To compensate, Farley’s raised its own prices last month for the first time since the start of the pandemic, about 10% for most items. And though customers seemed to take it in stride, it’s not something Hillyard says he will be able to soon repeat.
“Prices can’t keep going up or the whole system will go down,” Hillyard said.
Meanwhile, he said he can’t hire enough workers, despite offering higher pay. The Oakland-area workforce – the pool of those working or in the market for a job – has been recovering but was about 33,000 people short of its prepandemic level in January, according to the Bureau of Labor Statistics. That’s a deficit of about 2.3% from February 2020, 2 percentage points greater than the national average.
With only five employees on shifts that really need six, “it’s hard on the staff because they are asked to do more,” he said.
Nonetheless, the Hillyards are hopeful. One reason is the success of their second, smaller operation in San Francisco’s Potrero Hill neighborhood, where sales have rebounded to pre-pandemic levels thanks to plenty of foot traffic from work-from-homers and brisk sales of a new line of merchandise including T-shirts, totes and coffee mugs.

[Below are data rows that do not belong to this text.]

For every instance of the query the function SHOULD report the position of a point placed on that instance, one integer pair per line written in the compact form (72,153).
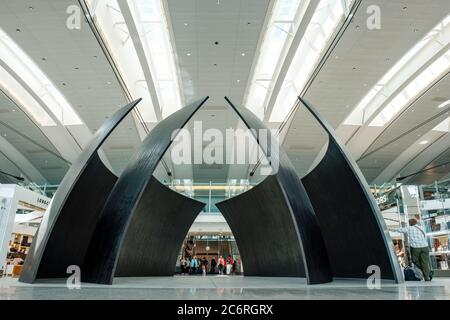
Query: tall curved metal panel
(265,234)
(352,226)
(293,209)
(156,232)
(103,253)
(64,234)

A second reason is the long-planned opening of two airport locations, one in San Francisco, where international travel is still sluggish, and a second one starting last month at Oakland airport, where Southwest Airline’s domestic business is burgeoning.
Yes, local gas prices jumped about a dollar on the gallon in the weeks after Russia’s invasion, and Hillyard says he’s probably in for fuel surcharges ahead as delivery trucks try to recoup losses.
But after two rough years, “I just can’t worry about something so specific,” he said.
“We’re just looking to move forward and sell more coffee.”